Spéranski est convoqué chez l’empereur par un courrier
".

La rupture de ton est systématiquement recherchée : des épisodes sans lien avec le récit, des extraits de journaux intimes viennent s’intercaler au milieu des chapitres d’analyse psychologique. Dans l’esprit de l’auteur, on le sent bien, toutes ces afféteries sont censées "faire littéraire", "faire avant-garde".

La traduction n’a pas arrangé les choses. On a par exemple négligé de traduire la bibliographie : elle est simplement transcrite du russe suivant un système incompréhensible au profane. Il est à craindre qu’un titre tel que Drevnerusskie pamjatniki n’évoque rien pour un lecteur français… Certains choix de traduction sont également discutables : le rendu de l’adjectif tsarskii par "royal" n’est pas heureux (deux exemples, p. 448); il aurait fallu restituer la particule aux noms français traduits du russe : Mme de Krudener, Mme de Choiseul-Gouffier. En outre, il faut s’élever, une fois de plus, contre l’usage de rejeter les notes en fin d’ouvrage. Admissible quoique incommode lorsqu’elles ne contiennent que des références bibliographiques, ce choix tourne à l’absurde quand, comme c’est le cas ici, de longs développements sont rejetés en note.
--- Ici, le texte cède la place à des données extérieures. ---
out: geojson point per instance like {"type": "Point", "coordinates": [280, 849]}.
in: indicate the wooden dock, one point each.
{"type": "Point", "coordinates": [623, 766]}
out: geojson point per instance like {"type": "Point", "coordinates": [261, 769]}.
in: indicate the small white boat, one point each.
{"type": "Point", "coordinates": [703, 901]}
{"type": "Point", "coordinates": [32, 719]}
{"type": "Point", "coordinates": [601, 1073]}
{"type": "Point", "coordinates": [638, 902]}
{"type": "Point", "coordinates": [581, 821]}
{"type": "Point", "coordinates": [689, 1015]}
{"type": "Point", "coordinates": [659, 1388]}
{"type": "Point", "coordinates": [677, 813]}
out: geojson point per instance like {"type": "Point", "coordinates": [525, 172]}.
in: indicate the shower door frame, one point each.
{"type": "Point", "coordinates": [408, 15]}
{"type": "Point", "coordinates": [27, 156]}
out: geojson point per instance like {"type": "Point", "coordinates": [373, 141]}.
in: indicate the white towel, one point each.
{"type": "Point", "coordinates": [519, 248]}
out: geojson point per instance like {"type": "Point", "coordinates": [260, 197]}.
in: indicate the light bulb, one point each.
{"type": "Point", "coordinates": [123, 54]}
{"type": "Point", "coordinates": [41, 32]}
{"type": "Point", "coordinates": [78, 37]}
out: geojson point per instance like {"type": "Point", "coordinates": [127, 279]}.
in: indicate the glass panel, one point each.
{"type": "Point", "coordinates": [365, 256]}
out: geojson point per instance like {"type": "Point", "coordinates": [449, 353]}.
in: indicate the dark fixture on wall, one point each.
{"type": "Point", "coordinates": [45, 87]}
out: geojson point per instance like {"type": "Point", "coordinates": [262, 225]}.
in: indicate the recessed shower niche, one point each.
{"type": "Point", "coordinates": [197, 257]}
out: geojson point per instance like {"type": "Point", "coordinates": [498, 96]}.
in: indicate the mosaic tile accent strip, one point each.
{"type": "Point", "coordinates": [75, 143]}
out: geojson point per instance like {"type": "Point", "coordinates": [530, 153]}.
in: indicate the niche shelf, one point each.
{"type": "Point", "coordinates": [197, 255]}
Aux colifichets de M. Arkhangelski, à son fatalisme, l’historien préférera, à tout prendre, la vérité supérieure du roman : les scènes inoubliables de Guerre et Paix, la peinture par Tolstoï des grandes heures de 1805 et de 1812, où la Russie regardait son jeune souverain avec des yeux d’adoration, où Alexandre semblait ouvrir la porte à toutes les espérances.